Litzman must himself coordinate between Seoul and PyeongChang, which are a three-hour drive from each other. He visited the temporary center in PyeongChang last week to get everything in order.
“We have a team in shifts,” Litzman said. One team will “plan to be [in PyeongChang] till Tuesday, another group of volunteers is coming Tuesday …. We want to be there 24/7.”
He sees connections between Judaism, sports, and competition. “Judaism says we are to try our best in any area — study, connecting with God, or being a good family [member], husband or father, whatever it might be,” Litzman said. “When you’re driven, you have the motivation, you do more than what you normally do.”
As for the Olympics themselves?
“I barely know anything about sports,” Litzman said. “Of course, as an Israeli, I know nothing about winter. So I really don’t know too much.”
In addition to spiritual nourishment for visitors, Litzman will also look to provide culinary nourishment.
“It’s quite a challenge to have kosher food here,” he said. “We’ve made all the preparations.”
“There are limited resources,” he said. “Thank God, we’ve been able to make it, answer the demand. Chabad has a store and a restaurant. We send all our kosher meals to all the hotels, do catering, eat here on a daily basis. We just make it happen.”

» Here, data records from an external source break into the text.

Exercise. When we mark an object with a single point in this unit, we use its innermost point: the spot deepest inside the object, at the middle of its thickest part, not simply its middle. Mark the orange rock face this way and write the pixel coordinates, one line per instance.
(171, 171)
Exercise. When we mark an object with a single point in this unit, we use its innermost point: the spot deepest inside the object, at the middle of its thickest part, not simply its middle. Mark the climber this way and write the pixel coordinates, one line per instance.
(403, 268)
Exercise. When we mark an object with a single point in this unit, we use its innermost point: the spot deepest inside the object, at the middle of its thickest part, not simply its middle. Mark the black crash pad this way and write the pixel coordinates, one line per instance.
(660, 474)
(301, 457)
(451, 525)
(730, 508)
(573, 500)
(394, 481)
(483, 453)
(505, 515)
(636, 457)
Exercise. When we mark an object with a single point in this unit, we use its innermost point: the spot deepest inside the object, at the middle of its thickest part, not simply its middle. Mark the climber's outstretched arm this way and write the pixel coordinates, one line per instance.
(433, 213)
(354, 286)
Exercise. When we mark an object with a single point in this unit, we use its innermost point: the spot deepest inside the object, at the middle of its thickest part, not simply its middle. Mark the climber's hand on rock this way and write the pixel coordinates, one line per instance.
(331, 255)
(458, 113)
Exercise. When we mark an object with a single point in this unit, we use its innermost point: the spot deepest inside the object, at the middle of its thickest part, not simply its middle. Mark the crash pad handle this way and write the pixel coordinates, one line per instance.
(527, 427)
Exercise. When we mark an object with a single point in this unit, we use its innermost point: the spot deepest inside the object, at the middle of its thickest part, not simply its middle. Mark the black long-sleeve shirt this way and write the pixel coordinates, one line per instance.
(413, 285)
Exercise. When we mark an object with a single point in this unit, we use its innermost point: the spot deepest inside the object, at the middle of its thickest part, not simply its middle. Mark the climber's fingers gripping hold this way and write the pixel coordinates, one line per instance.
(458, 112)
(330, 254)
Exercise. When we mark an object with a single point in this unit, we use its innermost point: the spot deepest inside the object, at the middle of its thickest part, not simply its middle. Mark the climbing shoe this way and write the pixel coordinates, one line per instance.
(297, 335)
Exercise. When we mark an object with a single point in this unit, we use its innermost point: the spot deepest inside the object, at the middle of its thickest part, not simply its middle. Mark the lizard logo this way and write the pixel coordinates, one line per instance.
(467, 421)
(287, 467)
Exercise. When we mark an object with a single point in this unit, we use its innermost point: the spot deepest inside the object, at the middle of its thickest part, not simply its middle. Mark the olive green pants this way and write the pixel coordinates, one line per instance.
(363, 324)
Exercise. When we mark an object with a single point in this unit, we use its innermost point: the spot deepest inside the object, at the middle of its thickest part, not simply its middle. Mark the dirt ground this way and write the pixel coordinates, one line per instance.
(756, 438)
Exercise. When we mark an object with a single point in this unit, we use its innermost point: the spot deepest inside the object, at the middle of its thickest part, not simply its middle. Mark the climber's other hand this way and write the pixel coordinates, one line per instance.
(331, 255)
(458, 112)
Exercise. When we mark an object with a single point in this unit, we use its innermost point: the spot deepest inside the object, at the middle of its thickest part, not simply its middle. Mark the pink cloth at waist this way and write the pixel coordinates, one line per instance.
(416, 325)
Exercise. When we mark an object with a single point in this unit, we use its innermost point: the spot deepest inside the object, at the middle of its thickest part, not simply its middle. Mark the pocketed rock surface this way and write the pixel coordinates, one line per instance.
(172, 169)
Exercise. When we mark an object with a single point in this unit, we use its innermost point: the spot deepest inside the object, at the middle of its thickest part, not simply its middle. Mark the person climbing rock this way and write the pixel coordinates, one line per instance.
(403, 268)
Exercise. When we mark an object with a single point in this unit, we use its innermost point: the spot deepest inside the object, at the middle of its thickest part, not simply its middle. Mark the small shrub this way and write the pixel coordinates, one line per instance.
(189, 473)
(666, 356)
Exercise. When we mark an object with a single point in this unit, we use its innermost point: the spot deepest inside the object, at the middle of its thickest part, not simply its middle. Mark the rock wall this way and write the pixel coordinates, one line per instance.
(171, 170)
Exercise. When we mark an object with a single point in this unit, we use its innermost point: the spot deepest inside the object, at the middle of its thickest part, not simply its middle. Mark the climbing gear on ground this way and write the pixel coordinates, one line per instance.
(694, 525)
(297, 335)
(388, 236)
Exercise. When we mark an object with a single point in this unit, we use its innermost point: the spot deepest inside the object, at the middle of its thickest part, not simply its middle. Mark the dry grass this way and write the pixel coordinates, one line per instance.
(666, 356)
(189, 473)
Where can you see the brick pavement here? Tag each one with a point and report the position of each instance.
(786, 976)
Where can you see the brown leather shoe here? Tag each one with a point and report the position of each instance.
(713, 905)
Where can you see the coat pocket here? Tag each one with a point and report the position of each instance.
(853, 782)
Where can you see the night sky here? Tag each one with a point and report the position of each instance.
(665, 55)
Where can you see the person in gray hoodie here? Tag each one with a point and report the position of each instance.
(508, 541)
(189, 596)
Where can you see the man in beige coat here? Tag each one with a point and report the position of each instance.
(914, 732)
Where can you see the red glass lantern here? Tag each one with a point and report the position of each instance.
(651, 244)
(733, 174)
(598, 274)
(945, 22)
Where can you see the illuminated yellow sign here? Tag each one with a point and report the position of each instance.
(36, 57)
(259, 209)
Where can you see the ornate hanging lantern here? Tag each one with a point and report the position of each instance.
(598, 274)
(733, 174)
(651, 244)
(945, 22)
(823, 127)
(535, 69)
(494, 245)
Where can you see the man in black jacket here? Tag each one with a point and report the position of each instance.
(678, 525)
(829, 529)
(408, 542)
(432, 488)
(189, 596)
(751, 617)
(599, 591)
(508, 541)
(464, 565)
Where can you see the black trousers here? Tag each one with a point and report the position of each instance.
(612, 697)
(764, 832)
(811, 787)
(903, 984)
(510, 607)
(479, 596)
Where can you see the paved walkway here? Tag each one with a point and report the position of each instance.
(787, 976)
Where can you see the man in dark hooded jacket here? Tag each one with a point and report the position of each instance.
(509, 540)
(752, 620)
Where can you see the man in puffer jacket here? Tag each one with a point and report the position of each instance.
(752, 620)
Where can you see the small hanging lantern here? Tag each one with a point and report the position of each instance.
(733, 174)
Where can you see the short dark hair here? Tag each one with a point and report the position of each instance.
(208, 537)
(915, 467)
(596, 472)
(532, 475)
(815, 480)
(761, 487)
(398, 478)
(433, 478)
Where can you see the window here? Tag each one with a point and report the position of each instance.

While the Olympics represent an atmosphere of fun and excitement, they are not immune to geopolitical disputes. This year’s Games are taking place amid decades-long tensions between communist North Korea and democratic South Korea, dating back to the Cold War and continuing to today. However, the Olympics seem to have brought the two countries together in some ways. For example, they will field a combined women’s ice hockey team.
Of the thaw in tensions, Litzman said, “It looks like moshiach [the messiah] is arriving. There will be peace. It will extend not only to the Games but the rest of time. It’s one of the signs. When you make peace, for whatever reason, it’s a good thing.”